Stasolla recalls. "Her jaw just dropped open and she said, 'How do you know how
to make a film like this?' But stylistically, my whole intent from the get-go was
to use an older style." That explains the black-and-white flashback sequences and
the period-accurate musical standards. Technically impressive tracking shots and
difficult camera angles make the project look far more expensive, and the film's
many dramatic moments are punctuated by Joel Goodman's original score, performed
by a 20-piece orchestra.
It's an intriguing project for Moss, who, at 33, was born nearly two decades
after the Korean War ended. And though independent film is famous for its
willingness to take on obscure and controversial topics, Hollywood is nearly as
historically forgetful as the rest of America: M*A*S*H and Pork Chop Hill are
respected classics, but the former's significance is clearly connected to
Vietnam.
"We lost the same amount of guys in three years as in 10 years of Vietnam," says
Stasolla. When he showed the film to two Korean War veterans, "they said that
M*A*S*H makes them laugh -- not the way it makes the rest of us laugh, but
bitterly -- that their sacrifices were portrayed in this way." That is, as a
cynical farce, barely related to the actual events in Korea. "In fact, they feel
very strongly that they stopped World War III," he adds.

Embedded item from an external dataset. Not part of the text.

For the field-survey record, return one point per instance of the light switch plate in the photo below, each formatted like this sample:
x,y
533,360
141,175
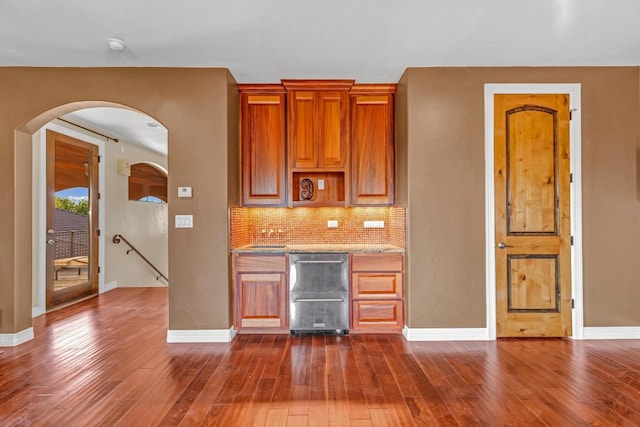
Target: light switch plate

For such a politically loaded topic -- whether America's role in Korea was
justified by the threat of communism, or whether it all just patriotic hogwash --
Stasolla's six-year foray into yesteryear's East Asia has left him more raw
humanitarian than political activist. "Whether a war is just or not," he says,
"you can't ignore the fact that a soldier has left home. When the bullets are
flying, it's not up to one man to decide whether it's just. What do I find in all
this? Gratefulness. When I look at other people, I think how lucky we are. I
never had to go to war. I never saw my country torn up. I'm very impressed by the
sacrifice of that generation. But it also makes me sad."
And from such sadness, great tragedies are born.